- 54°55′12″N 2°54′36″W﻿ / ﻿54.919989°N 2.909922°W
- Type: Milecastle
- Location: Cumbria, England

= Milecastle 64 =

Milecastle on Hadrian's Wall in England

Milecastle 64 (Drawdykes) was a milecastle on Hadrian's Wall.

==Description==
Milecastle 64 is 100 metres west of Brunstock Beck on the waste ground of a former army camp. The M6 motorway passes by just to the east. There are no visible remains of the milecastle.

==Excavations==
Milecastle 64 was located and excavated in 1962. It was found to be a short axis milecastle, and measured internally 17.8 metres by 14.6 metres. The walls had been extensively robbed of stone. The north gateway, which was 3 metres wide, had been blocked at some stage. A cobbled road 5 metres wide ran through the centre of the milecastle.
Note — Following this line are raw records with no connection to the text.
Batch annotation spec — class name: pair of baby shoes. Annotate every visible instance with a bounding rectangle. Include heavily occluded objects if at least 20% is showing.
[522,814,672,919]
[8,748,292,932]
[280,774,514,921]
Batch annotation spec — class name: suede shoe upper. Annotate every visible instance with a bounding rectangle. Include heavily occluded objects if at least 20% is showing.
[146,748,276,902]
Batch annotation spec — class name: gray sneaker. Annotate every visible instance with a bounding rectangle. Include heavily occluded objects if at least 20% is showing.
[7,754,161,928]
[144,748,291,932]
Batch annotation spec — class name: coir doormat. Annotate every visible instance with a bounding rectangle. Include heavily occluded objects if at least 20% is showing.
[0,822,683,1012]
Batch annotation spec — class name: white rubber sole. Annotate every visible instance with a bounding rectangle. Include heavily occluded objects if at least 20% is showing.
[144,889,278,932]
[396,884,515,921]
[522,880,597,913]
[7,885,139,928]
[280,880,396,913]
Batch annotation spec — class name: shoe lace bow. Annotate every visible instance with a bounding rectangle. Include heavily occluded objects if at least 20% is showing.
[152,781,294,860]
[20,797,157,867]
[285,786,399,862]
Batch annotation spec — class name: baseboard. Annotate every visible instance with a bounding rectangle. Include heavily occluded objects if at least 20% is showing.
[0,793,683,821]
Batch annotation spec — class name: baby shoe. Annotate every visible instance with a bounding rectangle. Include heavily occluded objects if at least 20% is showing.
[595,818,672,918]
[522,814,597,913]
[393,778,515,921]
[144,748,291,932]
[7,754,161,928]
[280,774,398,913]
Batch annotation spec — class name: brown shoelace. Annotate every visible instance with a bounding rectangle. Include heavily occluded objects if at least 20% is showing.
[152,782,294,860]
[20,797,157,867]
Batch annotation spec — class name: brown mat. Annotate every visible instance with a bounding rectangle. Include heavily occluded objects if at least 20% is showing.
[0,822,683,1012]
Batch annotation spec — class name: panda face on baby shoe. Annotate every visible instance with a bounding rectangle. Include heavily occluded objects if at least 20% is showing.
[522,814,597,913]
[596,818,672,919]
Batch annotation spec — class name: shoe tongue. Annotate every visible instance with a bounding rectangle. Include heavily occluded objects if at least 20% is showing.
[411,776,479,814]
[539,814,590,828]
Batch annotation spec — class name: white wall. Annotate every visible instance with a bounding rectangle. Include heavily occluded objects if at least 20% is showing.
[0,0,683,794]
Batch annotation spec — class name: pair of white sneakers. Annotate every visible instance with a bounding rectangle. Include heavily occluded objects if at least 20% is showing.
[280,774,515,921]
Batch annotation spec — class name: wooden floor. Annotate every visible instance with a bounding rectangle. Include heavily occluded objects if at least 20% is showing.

A section of a Roman milestone was found on the west side of the milecastle in the 1962 excavations. It is inscribed with the letters "MP". The milestone is in Carlisle Museum.

== Associated turrets ==
Each milecastle on Hadrian's Wall had two associated turret structures. These turrets were positioned approximately one-third and two-thirds of a Roman mile to the west of the Milecastle, and would probably have been manned by part of the milecastle's garrison. The turrets associated with Milecastle 64 are known as Turret 64A and Turret 64B. None of the turrets between Milecastles 59 and 72 were sought or identified before 1961, and the exact locations of turrets 64A and 64B have not been found.